I have a firm understanding of the law and I have been schooled in many different courses, in applicable case law where unarmed attackers have been shot and killed by LEO’s where the situation was ruled justified.
See whether you might agree with it or not every call we go on is a gun call, why?
Because we bring the gun to the call, every single time.
The courts, more specifically the USSC has acknowledged time and time again that the only reason a person would attack a LEO is to do them harm, possibly great bodily harm and that the LEO can only act based on the facts known to them at the time, which does not include the knowledge of just how much harm this person may or may not intend to do and physical size disparities are always factors which can and do lead to people being in reasonable fear of great bodily harm or death.
And by doing so, if I allow the attack to go on, against an attacker which I know I cannot physically "take" there is the very real and great risk I will loose control of my weapon.
To believe otherwise is outright stupid.
In Georgia assualt is defined as “when one person places another in reasonable apprehension of immediate bodily injury. A mere threat of harm is insufficient to support an assault charge. A threat combined with the apparent present ability of a defendant to actually carry out the threat is necessary. The victim must reasonably believe that he is in danger of receiving immediate bodily injury.”
Size is a factor here.
Aggravated assault, “when an assault is committed one of three ways: 1) with intent to murder, rape or rob; 2) with a deadly weapon (includes any instrument which, when used against a person is likely to or actually does result in serious bodily injury) or 3) by discharge of a firearm from within a motor vehicle toward a person or people.”

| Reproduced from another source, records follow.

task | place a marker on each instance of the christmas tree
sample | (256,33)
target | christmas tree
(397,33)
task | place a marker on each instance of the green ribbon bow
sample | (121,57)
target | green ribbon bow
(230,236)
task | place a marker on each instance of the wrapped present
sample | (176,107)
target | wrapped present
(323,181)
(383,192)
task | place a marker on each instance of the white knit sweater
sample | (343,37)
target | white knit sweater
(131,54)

This also includes hands and fists or other bodily instruments, you can't reasonably argue that the hands and fists of somone the size of Lou Ferrigno are not deadly weapons.

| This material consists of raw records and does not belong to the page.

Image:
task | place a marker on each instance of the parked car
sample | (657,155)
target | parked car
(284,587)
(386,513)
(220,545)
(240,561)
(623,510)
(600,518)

OCGA 17-4-20(b) “Sheriffs and peace officers who are appointed or employed in conformity with Chapter 8 of Title 35 may use deadly force to apprehend a suspected felon only when the officer reasonably believes that the suspect possesses a deadly weapon or any object, device, or instrument which, when used offensively against a person, is likely to or actually does result in serious bodily injury; when the officer reasonably believes that the suspect poses an immediate threat of physical violence to the officer or others;
or when there is probable cause to believe that the suspect has committed a crime involving the infliction or threatened infliction of serious physical harm.”

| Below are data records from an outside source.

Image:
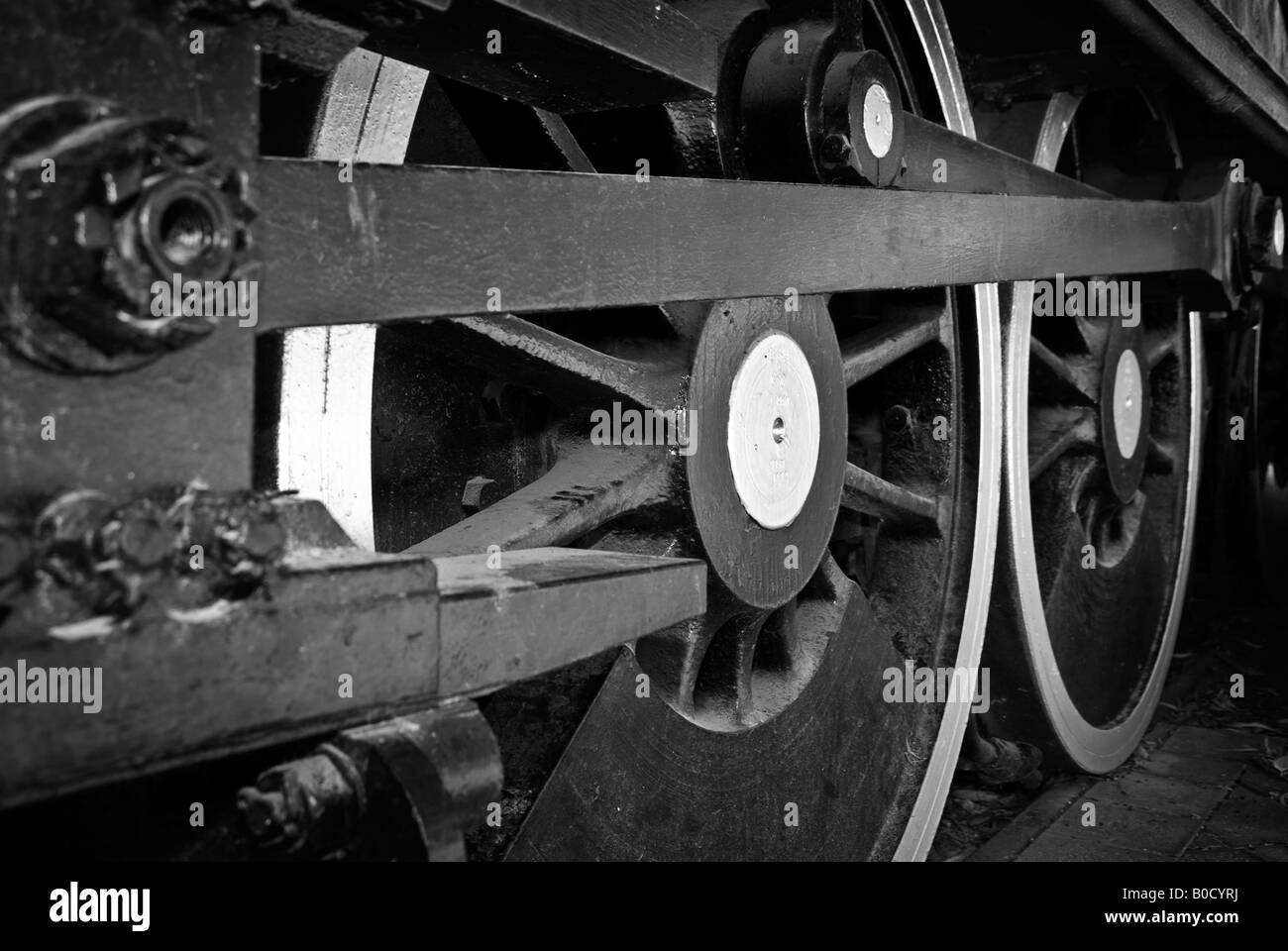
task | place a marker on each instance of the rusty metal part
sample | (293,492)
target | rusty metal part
(1261,247)
(406,788)
(86,556)
(128,206)
(183,681)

This is not a blanket license to kill but a necessary tool that must exist to allow us to be able to effectively do our job, the courts thankfully understand that not all cops can be the size of some steroidal monster or have the fighting capability of Bruce Lee and that we must have the assurances necessary to effect any arrest which must be carried out.
This is why the FBI created the use of force continuum and the Courts have adopted its model and apply it to all cases involving deadly force, especially in LE.
This model allows us to go at a minimum one step above the level of force being used to overcome any resistance to effect a arrest, but it also does not limit us in our ability to enter this continuum at any point we feel is necessary, hence we can go straight from verbal encounter to deadly force without having to stop along the way if we feel our life or safety is in jeopardy.